The similarity_search_with_score method is used to return the documents along with their similarity scores, providing a ranking of relevance. This can be helpful if we want to assess how closely each document matches the query.
We use the as_retriever method to convert the vector store into a retriever, making it easier to integrate into more advanced workflows, such as the question-answering system using an LLM (Large Language Model). The retriever allows you to search based on similarity and adjust how many results we want (search_kwargs={"k": 3} means it returns the top 3 results).
# Use similarity search with the vector store
results = vector_store.similarity_search("How many distribution centers does Nike have in the US?")
print(results[0].page_content) # Print the content of the most relevant document
# Use similarity search with scores
doc, score = vector_store.similarity_search_with_score("Nike revenue in 2023")[0]
print(f"Score: {score}\nText: {doc.page_content}")
# Convert Chroma to a retriever
retriever = vector_store.as_retriever(search_type="similarity", search_kwargs={"k": 3})
# Use retriever to fetch relevant documents for a query
docs = retriever.invoke("When was Nike incorporated?")
print(docs) # Display the retrieved documents
Step 7: Use PromptTemplate and RetrievalQA Chain for Q&A
The PromptTemplate allows you to create dynamic prompts for the LLM that are based on the retrieved context.
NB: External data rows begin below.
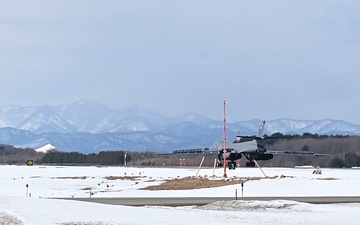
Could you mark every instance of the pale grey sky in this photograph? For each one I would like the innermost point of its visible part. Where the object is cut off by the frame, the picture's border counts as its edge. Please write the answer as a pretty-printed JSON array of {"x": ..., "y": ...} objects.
[{"x": 268, "y": 59}]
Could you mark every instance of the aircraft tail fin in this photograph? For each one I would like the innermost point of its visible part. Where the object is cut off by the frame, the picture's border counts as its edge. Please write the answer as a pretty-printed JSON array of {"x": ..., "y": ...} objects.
[{"x": 261, "y": 130}]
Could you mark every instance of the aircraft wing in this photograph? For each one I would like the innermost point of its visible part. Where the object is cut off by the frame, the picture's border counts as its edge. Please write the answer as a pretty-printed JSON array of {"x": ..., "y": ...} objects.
[
  {"x": 190, "y": 151},
  {"x": 296, "y": 153}
]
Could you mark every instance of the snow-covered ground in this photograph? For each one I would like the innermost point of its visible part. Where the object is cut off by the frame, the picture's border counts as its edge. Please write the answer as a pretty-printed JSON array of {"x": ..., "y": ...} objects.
[{"x": 18, "y": 183}]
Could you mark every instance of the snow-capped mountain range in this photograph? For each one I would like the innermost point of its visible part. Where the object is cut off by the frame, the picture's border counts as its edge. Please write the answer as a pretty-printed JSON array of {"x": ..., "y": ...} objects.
[{"x": 88, "y": 126}]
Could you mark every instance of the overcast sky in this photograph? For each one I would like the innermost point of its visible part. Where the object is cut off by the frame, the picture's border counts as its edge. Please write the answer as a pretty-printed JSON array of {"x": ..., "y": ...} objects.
[{"x": 268, "y": 59}]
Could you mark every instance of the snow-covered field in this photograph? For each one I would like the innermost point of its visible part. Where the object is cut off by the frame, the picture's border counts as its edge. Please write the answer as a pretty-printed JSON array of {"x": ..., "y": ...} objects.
[{"x": 24, "y": 193}]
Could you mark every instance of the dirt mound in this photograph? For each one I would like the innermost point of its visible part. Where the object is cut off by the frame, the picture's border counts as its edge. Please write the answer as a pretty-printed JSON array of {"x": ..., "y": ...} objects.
[{"x": 189, "y": 183}]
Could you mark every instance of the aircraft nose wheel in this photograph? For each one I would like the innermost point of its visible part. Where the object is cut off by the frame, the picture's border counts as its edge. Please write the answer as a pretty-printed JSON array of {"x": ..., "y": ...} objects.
[
  {"x": 250, "y": 164},
  {"x": 232, "y": 165}
]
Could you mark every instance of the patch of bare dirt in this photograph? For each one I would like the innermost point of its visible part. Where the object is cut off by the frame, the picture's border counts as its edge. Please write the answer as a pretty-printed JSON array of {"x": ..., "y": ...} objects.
[
  {"x": 132, "y": 178},
  {"x": 327, "y": 178},
  {"x": 78, "y": 177},
  {"x": 188, "y": 183}
]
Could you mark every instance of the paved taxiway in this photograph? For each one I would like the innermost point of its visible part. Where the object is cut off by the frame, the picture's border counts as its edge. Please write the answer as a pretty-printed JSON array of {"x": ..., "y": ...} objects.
[{"x": 181, "y": 201}]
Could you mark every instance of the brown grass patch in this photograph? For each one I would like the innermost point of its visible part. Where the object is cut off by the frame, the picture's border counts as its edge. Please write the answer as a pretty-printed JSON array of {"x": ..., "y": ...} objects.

This ensures that the LLM is given relevant information (context) to answer questions accurately.
Finally, we use the RetrievalQA chain, which takes the LLM and the retriever to combine document retrieval and question-answering in one seamless process.
# Create a prompt template for the Q&A system
template = """
You are a helpful assistant that answers questions based on the provided document context.
Context:
{context}
Question:
{question}
Answer in a concise, fact-based manner:
"""
prompt = PromptTemplate(
input_variables=["context", "question"],
template=template,
)
# Initialize the RetrievalQA chain
qa_chain = RetrievalQA.from_chain_type(
llm=llm, # Replace `llm` with your specific language model
retriever=retriever,
chain_type_kwargs={"prompt": prompt},
)
# Perform a question-answering task
response = qa_chain.run("Summarize Nike’s financial highlights for 2023.")
print(response)
This method offers a simple and effective solution for developing a local semantic search engine over PDFs, utilizing SentenceTransformers for embedding creation, Chroma for storing and querying embeddings, and LangChain for combining the document retrieval and question-answer components.
This design allows you to simply create semantic search, perform question-answering, and scale it to additional sorts of documents or models as needed.